…Eh oui qu’elle est si courtisée cette Afrique

Le récent sommet de Union Européenne (UE) - Afrique tenu à Lisbonne ayant pris fin le 9 décembre après deux jours de travaux marque une grande offensive diplomatique de l’Europe vers l’Afrique. Il est inutile de rappeler, qu’après le premier du genre tenu au Caire en 2000, beaucoup de choses ont changé sur le continent Africain, le 11 septembre 2000 est passé par là ayant induit une réorientation profonde la diplomatie Etatsunienne, dont la composante accès aux marchés pétroliers est essentielle sans oublier la percée nette des investissements Chinois sur le continent doublé d’un aspect stratégique important. L’empire du milieu gagne du terrain avec tout de même une focalisation sur les pays fortement dotés en ressources naturelles, pétrole compris indispensables à la continuation de sa dynamique économique, le Brésil et l’Inde aussi ne sont pas en reste dans cette offensive sur le continent à la recherche de ressources naturelles, de débouchés commerciaux. Tous ces pays partagent néanmoins une dimension, une certaine reconnaissance politique avec la création d’alliances pour influer dans divers agenda internationaux en terme de négociations comme c’est le cas du commerce, de l’environnement et la réforme de plusieurs organisations internationales. L’on pourrait se demander dès lors que veulent vraiment tous ces pays dans le contient qualifié de plus « pauvre » du monde, pour peu que l’on connaisse la politique internationale, toute cette diplomatie est loin d’être une question de charité.

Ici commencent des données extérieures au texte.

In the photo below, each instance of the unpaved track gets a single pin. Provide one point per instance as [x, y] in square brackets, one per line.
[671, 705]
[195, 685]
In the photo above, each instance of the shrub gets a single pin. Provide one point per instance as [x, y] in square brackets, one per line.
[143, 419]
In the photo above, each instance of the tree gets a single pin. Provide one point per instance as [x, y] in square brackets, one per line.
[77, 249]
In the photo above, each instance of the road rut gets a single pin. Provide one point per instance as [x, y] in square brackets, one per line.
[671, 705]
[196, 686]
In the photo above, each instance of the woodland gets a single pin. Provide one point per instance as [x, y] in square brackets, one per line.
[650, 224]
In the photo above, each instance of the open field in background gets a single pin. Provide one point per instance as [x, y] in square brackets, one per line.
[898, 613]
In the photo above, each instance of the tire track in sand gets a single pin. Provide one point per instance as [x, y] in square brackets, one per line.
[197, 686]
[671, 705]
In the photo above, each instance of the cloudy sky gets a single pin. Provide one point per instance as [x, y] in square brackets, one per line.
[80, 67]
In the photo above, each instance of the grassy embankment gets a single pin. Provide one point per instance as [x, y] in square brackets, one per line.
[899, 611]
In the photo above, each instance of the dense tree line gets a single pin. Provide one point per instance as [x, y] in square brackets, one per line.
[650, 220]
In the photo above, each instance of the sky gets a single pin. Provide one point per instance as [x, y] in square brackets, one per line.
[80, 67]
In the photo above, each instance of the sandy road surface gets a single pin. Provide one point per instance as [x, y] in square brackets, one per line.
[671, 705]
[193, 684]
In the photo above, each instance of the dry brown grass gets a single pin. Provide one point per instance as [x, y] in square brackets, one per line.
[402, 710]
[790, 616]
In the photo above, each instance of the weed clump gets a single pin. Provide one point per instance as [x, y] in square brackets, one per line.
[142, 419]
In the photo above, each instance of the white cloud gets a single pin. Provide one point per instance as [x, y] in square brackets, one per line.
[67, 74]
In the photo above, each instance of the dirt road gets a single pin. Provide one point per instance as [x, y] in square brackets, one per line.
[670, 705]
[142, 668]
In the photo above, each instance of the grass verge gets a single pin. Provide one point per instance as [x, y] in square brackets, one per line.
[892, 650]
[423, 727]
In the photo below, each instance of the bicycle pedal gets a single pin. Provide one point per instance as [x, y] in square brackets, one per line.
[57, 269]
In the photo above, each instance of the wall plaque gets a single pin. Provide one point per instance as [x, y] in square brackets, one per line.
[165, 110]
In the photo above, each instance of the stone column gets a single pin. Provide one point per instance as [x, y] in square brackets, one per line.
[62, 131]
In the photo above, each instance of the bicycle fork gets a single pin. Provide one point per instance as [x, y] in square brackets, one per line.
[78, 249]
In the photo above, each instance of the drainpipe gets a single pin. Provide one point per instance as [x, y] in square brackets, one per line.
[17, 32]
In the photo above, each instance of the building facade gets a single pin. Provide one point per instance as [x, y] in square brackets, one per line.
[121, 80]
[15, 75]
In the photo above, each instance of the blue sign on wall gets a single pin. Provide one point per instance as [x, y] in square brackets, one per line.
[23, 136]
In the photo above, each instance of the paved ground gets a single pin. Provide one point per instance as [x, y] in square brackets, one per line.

L’Europe, malgré son poids économique et toutes les études le confirment est en perte de vitesse et il était temps de trouver moyen de se parler pour discuter des possibilités de poser de nouveaux jalons dans cette coopération déjà très ancienne, même si elle reste encore le premier partenaire économique du continent de l’Afrique. Si la mondialisation a bien eu un effet bénéfique, ce serait d’avoir mis davantage en exergue l’interdépendance entre les différentes économies tant sur le plan des forces productives que l’écoulement des biens des services. L’Afrique contrairement à ce que l’on pourrait imaginer à certes besoin de l’Europe mais le vieux contient a aussi besoin de cette Afrique, c’est une réalité, le problème réside dans la mise en place d’un véritable partenariat où tout le monde se retrouverait. Nul ne peut ignorer l’importance des investissements Européens en Afrique, le brassage culturel entre les deux continents, les possibilités qu’ont les Européens à résoudre nombre de crises politiques en Afrique pourvu qu’ils acceptent de jouer ce rôle. Derrière le consensus apparent de Lisbonne, nombre de questions qui fâchent n’ont pas manqué justifiant la nécessité du dialogue entre ces deux partenaires dont les relations sont si vieilles, deux partenaires qui ne sont séparés géographiquement que d’une dizaine de kilomètres par endroit mais qui, en terme de possibilité du « mieux vivre » sont si éloignés.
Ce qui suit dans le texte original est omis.